Tören sonunda kıyı emniyeti gemilerini ziyarete gidemedik. Giderken Sencer , dönerken İpek uyuduğu için. Yol bizi Garipçe köyüne götürdü. Rumeli Feneri yönünde. Bahar kendini hissettiriyorken, iki yanı ağaçlık asfalt ve boğazın muhteşem manzarası. Öğle yemeği köyün sahilinde. Çocuklarda tabi su ve kumun içinde. Sonra balıkçılar ağ atınca bir yunus grubu yaklaştı hoplaya zıplaya. Kendimi Ege de tatilde gibi hissettim. Köyün kalesine tırmandık çocuklarla.
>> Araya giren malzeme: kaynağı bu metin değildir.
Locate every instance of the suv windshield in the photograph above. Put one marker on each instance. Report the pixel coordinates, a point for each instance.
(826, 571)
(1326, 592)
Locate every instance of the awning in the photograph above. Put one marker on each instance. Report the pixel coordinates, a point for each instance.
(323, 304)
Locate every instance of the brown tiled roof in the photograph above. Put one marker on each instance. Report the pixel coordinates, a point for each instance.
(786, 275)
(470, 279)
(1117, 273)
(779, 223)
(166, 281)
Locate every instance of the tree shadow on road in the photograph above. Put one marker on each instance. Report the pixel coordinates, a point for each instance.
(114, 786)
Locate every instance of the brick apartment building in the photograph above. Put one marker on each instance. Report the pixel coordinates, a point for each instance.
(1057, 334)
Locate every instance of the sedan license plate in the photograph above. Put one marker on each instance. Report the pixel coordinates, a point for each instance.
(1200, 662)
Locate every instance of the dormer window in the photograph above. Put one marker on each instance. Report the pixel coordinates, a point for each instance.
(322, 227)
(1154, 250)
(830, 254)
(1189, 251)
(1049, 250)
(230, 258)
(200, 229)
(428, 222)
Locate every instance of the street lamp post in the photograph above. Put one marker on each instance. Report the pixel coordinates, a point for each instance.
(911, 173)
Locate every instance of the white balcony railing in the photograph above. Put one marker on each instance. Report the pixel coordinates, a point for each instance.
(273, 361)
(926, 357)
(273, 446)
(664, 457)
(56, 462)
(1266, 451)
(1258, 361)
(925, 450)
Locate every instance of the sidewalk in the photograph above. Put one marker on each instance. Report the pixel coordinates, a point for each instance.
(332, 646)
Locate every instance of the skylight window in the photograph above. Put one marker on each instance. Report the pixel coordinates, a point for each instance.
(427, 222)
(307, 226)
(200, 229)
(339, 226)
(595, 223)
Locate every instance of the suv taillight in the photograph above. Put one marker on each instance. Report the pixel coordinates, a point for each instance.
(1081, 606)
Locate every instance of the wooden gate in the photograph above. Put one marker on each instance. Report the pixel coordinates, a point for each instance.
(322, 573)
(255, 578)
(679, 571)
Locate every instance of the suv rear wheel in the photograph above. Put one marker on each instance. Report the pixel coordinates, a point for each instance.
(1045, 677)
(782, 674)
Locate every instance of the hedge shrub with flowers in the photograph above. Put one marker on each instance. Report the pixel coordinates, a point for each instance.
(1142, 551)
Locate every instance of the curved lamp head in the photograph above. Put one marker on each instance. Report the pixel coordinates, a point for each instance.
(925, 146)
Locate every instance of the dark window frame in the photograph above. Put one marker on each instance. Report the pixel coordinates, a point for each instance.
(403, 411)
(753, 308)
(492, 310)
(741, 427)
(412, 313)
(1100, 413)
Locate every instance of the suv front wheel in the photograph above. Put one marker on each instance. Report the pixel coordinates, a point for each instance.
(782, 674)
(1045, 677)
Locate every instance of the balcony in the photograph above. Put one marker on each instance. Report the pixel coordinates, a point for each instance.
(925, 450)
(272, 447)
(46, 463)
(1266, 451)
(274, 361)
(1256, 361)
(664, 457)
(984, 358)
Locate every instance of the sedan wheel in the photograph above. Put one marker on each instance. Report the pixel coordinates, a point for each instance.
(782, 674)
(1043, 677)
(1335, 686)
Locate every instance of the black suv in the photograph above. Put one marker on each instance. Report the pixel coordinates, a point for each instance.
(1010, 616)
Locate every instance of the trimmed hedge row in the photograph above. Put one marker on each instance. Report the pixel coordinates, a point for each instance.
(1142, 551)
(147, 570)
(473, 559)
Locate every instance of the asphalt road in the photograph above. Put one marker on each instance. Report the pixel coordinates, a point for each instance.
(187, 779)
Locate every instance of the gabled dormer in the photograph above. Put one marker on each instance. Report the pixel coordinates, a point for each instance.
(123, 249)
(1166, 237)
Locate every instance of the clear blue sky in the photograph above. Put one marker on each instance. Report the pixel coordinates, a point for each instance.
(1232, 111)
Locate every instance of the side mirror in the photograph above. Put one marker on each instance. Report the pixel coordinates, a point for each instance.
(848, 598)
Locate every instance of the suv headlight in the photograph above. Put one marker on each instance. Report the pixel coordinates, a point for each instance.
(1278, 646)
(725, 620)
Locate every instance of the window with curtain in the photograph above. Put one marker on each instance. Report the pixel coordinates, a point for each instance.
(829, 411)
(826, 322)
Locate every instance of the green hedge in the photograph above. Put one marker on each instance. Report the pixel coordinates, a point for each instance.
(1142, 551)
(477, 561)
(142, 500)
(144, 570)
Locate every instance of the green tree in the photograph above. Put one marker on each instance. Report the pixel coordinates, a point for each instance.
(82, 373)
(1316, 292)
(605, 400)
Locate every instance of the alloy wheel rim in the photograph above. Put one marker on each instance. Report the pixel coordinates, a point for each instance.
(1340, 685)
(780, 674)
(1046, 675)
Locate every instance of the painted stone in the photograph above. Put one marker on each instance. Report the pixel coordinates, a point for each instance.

Bakımsız ve sahipsizdi. Tam karşımızda ise Poyrazköy. Tepeden seyrettiğimiz bu manzara anlatılmaz.

Ressamlara bile ilham olmuş bu köylerden 3. köprü geçecekmiş. Ormanlar katledilecek. Bu sakin balıkçı köyü, çam kokusu, hafta sonu huzurla yapılan kahvaltılar, yıllarca bu köyde doğmuş büyümüş insanların üstünde iki köprü bacağı yükselecek. Beykoz  ve Sarıyer hep  kafa dinlediğimiz , ah bir nefes alalım dediğimiz , yavrularla koşup oynadığımız, enfes manzarasında iç çektiğimiz boğaz ve orman değilmi. Umarım yok olmazlar.